List of Famous people born in Iran
Ahmad Jannati
Ahmad Jannati is an Iranian Shi'i cleric and a conservative politician. He was born in Ladan, Isfahan. Jannati is known for his anti-LGBT rhetoric and opposition to secularism. He is also a founding member of the Haghani school of thought.
Ibn Majah
Abū ʻAbdillāh Muḥammad ibn Yazīd Ibn Mājah al-Rabʻī al-Qazwīnī (Arabic: ابو عبد الله محمد بن يزيد بن ماجه الربعي القزويني; commonly known as Ibn Mājah, was a medieval scholar of hadith of Persian origin. He compiled the last of Sunni Islam's six canonical hadith collections, Sunan Ibn Mājah.
Ibn Khuzaymah
Abu Bakr Muhammad ibn Ishaq ibn Khuzaymah was a Muslim Muhaddith and Shafi'i jurist, best known for his hadith collection, Sahih Ibn Khuzaymah.
Sheikh Ahmad-e Jami
Ahmad Ibn Abolhasan Jāmi-e Nāmaghi-e Torshizi better known as Sheikh Ahhmad-e Jami or Sheikh Ahmad-i Jami or Sheikh Ahmad-e jam or Sheikh-e Jam or simply Ahmad-e Jam was a Persian Sufi, Sufi writer, mystic and poet. His mazar (tomb) is located in Torbat-e Jam.
Muhammad Kazim Khurasani
Ayatullah Sheikh Muhammad Kazim Khurasani, commonly known as Akhund Khurasani was a Shia jurist and political activist. He is known for using his position as a Marja as legitimizing force behind the first democratic revolution of Asia that happened in Iran (1905–1911), where he was the main clerical supporter of the revolution. He believed that the democratic form of government would be the best possible choice in the absence of Imam and regarded the democratic constitutional revolution a Jihad in which all Muslims had to participate. Along with Mirza Husayn Tehrani and Shaikh Abdallah Mazandarani, he led people against what they called a “state tyranny” and issued fatwas and “sent telegrams to tribal chiefs, prominent national and political leaders, and heads of state in England, France, Germany, and Turkey”. When Mohammad Ali Shah became king of Iran, Mohammad Kazim Khorasani sent him a “ten-point” instruction including points on protecting Islam, promoting domestic industries and modern science, stopping colonial intervention in Iran “while retaining diplomatic relations”, and establishing “justice and equality”.
Gholamali Bayandor
Gholamali Bayandor was the Commander of Imperial Iranian Navy from 1931 to August 25, 1941 and was killed during the Anglo-Soviet invasion of Iran.
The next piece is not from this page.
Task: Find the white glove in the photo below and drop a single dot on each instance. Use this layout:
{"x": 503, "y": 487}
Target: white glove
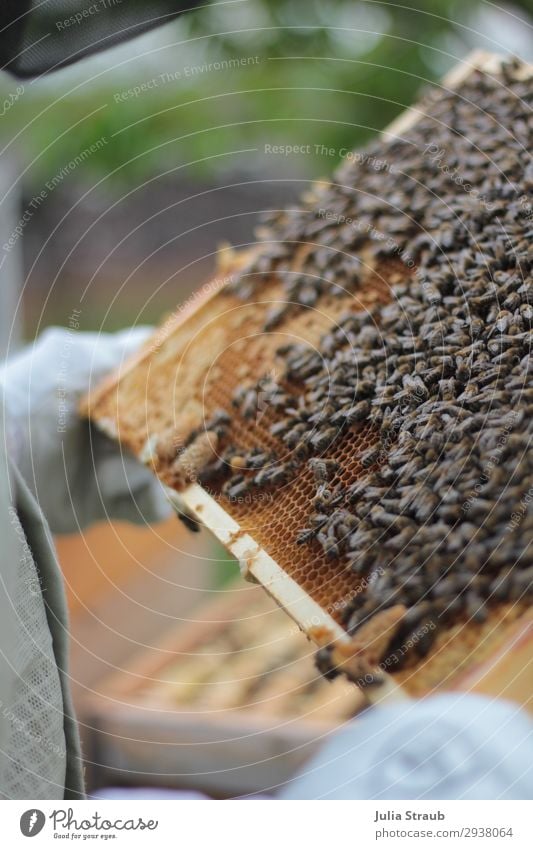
{"x": 76, "y": 473}
{"x": 453, "y": 746}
He was born in Tehran to ancestors from Bayandur tribe.
Abū Isḥāq al-Shīrāzī
Abū Isḥāq Ibrāhīm ibn ʿAlī al-Shīrāzī was a prominent Persian Shafi'i-Ash'ari scholar, debater and the first teacher at the Nizamiyya school in Baghdad, which was built in his honour by the vizier (minister) of the Seljuk Empire Nizam al-Mulk.
Shakila
Shakila Mohseni Sedaghat, known mononymously as Shakila, is an Iranian-born American singer-songwriter based in San Diego, California. She is an international artist who has performed in various languages including Persian, Kurdish, English, Turkish, Hindi and Spanish. She has won a Persian Music Academy Award in 2006 and a Global Music Award in 2015. Shakila has released over twenty albums in Persian language as well as many albums in English. She primarily sings about spirituality, love, peace, and awakening. Lyrics of her songs are inspired by Rumi and other major poets. She is also an official voting member at the Grammy Awards.
Merila Zarei
Merila Zarei is an Iranian actress.
George Bournoutian
George A. Bournoutian is an Iranian-American professor, historian, and author of Armenian descent. He is a retired Professor of History and the author of over 30 books, particularly focusing on Armenian history, Iran and the Caucasus. He has taught Iranian history at UCLA, and Armenian history at Columbia University, Tufts University, New York University, Rutgers University, the University of Connecticut, Ramapo College, and Glendale Community College and Russian and Soviet history at Iona College Bournoutian is one of the 40 editors of the Encyclopaedia Iranica as well.